Missing Mekong waters rouse suspicions of China
By this time of year, the Mekong River should have been rising steadily with the monsoon rains, bringing fishermen a bounty of fat fish.
Instead, the river in Thailand has fallen farther than anyone can remember, and the only fish are tiny.
Scientists and people living along the river fear the impact of the worst drought in years has been exacerbated by upstream dams raising the prospect of irreversible change on the river that supports one of Southeast Asia’s most important rice-growing regions.
A promise by the People’s Republic of China (PRC) to release more dam water to ease the crisis has only raised worries over the extent to which the river’s natural cycles — and the communities that have depended on it for generations — have been forever disrupted.
“Now, China is completely in control of the water,” said Premrudee Deoruong of Laos Dam Investment Monitor, an environmental group. “From now on, the concern is that the water will be controlled by the dam builders.”
In the northeastern Thai province of Nakhon Phanom, where the now-sluggish river forms the border with Laos, the measured depth of the Mekong fell below 1.5 meters in late July 2019. The average depth there for the same time of year is 8 meters. (Pictured: A fisherman scoops water out of his boat on the Mekong River in Nakhon Phanom, Thailand, in July 2019.)
“What I have seen this year has never happened before,” said Sun Prompakdee, who has been fishing from Ban Nong Chan village for most of his 60 years. “Now we only get small fish. There are no big fish when the water is this low.”
The collapse in the water level is partly due to drought — with rainfall during the past 60 days more than 40% below normal for the time of year.
It is also because dams upstream cut off water just when it was most needed. Officials at the PRC’s Jinghong hydropower station said in early July 2019 that they were more than halving the flow rate for “grid maintenance” on what the PRC calls the Lancang River.
Then the new Xayaburi dam, being built by a Thai company in Laos to provide power for Thailand, began test runs on July 15.
It is just the kind of nightmare feared by the countries downstream — Thailand, Laos, Cambodia and Vietnam — where tens of millions of people rely on a river that gave rise to the region’s ancient kingdoms.
Facing water shortages in cities and fields, Thailand has told farmers to stop planting more rice.
The PRC’s embassy did not respond to a request for comment on the meeting or the water shortage.

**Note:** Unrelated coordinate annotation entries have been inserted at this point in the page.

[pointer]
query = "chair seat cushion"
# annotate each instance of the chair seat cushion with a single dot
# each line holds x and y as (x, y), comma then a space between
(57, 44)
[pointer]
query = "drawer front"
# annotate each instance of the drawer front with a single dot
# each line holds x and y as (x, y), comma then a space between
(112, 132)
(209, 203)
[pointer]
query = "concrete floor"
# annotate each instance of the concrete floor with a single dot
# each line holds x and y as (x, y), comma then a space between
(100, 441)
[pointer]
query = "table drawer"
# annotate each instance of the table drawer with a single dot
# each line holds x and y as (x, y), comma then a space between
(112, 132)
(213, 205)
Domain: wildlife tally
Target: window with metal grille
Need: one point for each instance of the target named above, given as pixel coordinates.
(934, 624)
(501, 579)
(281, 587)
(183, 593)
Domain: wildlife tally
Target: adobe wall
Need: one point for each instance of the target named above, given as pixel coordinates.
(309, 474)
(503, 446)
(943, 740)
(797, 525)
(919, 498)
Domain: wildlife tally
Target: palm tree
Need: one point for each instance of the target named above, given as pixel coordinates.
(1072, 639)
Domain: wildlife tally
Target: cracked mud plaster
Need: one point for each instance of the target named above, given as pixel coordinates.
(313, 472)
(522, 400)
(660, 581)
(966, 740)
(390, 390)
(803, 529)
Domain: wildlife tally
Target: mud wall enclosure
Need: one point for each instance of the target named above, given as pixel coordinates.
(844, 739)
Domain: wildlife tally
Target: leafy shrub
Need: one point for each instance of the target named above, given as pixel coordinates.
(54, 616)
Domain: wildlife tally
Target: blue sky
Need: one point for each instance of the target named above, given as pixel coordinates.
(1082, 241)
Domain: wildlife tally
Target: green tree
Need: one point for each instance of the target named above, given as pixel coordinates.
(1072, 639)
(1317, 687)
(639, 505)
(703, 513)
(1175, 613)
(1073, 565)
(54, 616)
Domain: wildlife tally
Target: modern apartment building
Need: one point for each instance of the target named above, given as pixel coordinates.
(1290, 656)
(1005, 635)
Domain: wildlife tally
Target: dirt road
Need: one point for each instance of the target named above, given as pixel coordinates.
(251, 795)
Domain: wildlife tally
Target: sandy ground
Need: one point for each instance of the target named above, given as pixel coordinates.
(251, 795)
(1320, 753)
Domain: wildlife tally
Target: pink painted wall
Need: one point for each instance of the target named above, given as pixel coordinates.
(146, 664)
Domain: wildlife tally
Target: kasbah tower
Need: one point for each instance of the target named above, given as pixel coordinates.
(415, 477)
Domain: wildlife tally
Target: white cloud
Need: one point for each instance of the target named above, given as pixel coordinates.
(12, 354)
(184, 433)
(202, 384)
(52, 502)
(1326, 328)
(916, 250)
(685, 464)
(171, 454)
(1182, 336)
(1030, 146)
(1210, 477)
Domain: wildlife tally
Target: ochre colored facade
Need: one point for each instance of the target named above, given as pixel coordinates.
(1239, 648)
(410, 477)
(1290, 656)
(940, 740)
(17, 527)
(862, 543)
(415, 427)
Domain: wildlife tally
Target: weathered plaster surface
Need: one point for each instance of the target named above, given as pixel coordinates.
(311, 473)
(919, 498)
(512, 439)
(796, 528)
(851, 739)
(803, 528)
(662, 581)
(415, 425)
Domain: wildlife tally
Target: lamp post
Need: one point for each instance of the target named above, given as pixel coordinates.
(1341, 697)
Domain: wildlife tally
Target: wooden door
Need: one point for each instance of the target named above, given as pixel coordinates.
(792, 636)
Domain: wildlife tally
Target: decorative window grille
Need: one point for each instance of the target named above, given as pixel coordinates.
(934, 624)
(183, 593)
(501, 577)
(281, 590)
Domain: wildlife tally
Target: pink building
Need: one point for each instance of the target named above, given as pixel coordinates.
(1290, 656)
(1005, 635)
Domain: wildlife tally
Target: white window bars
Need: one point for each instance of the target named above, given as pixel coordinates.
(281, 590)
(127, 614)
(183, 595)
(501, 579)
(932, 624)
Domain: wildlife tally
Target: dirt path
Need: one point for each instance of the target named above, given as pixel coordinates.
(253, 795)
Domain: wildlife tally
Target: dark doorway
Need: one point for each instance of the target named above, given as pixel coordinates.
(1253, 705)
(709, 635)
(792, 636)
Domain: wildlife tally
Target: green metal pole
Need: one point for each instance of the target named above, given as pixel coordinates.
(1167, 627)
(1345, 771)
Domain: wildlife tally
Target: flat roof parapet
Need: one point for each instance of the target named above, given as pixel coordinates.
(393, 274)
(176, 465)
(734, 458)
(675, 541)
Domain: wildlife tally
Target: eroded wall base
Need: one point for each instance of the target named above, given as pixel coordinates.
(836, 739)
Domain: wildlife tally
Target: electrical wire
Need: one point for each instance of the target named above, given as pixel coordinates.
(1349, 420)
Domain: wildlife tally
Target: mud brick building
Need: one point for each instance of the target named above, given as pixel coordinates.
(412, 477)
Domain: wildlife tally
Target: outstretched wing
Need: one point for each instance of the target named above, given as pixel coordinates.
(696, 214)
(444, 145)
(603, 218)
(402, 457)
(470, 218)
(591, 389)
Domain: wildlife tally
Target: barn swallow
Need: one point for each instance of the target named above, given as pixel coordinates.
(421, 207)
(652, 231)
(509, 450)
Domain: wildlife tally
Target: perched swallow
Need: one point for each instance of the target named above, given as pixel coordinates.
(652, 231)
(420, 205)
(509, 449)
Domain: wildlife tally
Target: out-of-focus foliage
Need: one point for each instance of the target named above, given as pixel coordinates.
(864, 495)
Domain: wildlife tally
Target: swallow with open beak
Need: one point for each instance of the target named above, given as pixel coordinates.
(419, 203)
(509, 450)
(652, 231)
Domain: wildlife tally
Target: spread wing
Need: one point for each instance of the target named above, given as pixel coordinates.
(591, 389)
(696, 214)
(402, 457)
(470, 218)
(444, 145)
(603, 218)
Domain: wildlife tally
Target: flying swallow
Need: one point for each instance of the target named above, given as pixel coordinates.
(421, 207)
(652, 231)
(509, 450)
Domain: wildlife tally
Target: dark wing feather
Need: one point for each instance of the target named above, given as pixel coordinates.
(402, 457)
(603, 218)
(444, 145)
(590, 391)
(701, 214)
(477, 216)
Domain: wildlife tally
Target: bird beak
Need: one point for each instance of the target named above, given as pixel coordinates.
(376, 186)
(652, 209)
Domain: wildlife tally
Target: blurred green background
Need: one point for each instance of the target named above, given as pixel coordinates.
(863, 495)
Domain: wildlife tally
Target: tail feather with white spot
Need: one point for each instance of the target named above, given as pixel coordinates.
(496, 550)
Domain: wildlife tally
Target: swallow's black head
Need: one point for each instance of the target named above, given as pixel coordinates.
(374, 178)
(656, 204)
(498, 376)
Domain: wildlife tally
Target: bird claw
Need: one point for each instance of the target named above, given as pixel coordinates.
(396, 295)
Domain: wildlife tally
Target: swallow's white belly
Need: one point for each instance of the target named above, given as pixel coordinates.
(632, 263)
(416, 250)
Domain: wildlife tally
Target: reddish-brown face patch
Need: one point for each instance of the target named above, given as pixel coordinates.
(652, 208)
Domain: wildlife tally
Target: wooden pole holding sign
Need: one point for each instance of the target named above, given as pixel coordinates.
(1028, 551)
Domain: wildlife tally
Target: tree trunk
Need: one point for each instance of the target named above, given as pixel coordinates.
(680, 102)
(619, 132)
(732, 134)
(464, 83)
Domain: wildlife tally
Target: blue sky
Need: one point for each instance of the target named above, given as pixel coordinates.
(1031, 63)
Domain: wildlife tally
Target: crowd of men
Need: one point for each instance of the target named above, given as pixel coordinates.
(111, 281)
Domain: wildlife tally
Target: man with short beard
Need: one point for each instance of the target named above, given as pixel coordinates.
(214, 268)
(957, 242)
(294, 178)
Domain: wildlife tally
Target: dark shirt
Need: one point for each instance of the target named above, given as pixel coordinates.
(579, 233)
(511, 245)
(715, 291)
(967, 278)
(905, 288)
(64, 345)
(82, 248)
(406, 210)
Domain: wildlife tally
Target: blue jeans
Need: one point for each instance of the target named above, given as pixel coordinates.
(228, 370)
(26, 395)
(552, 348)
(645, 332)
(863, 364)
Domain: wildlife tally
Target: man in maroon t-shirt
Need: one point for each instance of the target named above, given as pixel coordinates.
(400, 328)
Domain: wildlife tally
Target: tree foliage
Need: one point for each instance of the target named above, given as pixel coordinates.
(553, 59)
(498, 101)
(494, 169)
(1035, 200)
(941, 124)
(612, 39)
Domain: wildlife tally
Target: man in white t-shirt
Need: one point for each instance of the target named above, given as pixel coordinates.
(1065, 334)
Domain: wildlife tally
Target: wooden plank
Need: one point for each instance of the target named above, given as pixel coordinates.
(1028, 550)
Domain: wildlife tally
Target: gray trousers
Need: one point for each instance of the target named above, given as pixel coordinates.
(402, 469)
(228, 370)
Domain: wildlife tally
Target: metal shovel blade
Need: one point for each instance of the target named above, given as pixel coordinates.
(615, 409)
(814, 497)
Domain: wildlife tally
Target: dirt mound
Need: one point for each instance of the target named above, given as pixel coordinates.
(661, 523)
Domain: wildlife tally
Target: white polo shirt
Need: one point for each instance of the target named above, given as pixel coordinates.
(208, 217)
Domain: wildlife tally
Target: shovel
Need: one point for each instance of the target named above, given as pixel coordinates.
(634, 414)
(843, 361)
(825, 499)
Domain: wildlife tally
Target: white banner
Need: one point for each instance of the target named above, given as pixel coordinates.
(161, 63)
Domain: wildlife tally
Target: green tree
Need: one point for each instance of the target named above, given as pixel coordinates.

Just two weeks before the crisis, the embassy released a statement promising China’s care for a river it said “embodies a natural bond of mutual support.”
In Beijing, Chinese foreign ministry spokeswoman Hua Chunying said: “I know that China has been in close contact with countries in the Greater Mekong Subregion regarding cooperation on the Mekong River.”
Thailand also asked Laos to open the Xayaburi dam.
Both China and Laos had agreed to release water to address the immediate water shortage, the Thai Foreign Ministry said. Since then, the water level at Nakhon Phanom has started to rise.
Environmentalists said the sudden water shortage was a warning sign for the future of the Mekong and its flora and fauna, including the endangered Giant Catfish.
China’s 11 Mekong dams with the capacity to generate more than 21,300 megawatts of electricity dwarf those of its neighbors.
Another eight dams proposed for the river basin — the main river and its tributaries — could add capacity of nearly 6,000 megawatts, according to the Washington-based Stimson Center.
The dams in Laos are much smaller and the current 64 generate less than 5,700 megawatts, but there are 63 being built and proposals to add more than 300 so that the electricity capacity from its part of the Mekong basin would surpass China’s.
“It is using the river for only one use — hydropower — and the other users are being marginalized,” said Pianporn Deetes of the International Rivers group.
The fact that China said the dams could help to regulate the water levels on the Mekong — providing more water in the dry season and storing it in the monsoon — was itself worrying, she said.
The life of the river has adapted to monsoon floods that bring silt and allow fish to migrate and a dry season that leaves land exposed where birds can breed. Trying to manage the flow of the river through planned releases from dams can lead to unpredictable swings that suddenly wash away boats or livestock.
The fishermen of Nakhon Phanom have started using smaller mesh nets and finer lines now that the fish are smaller. They go out less frequently and make much less money.
“I wish the seasonal pattern would return so fish can lay eggs as they used to,” said fisherman Chai Haikamsri, 47. “I wish the dams would not disrupt this anymore.”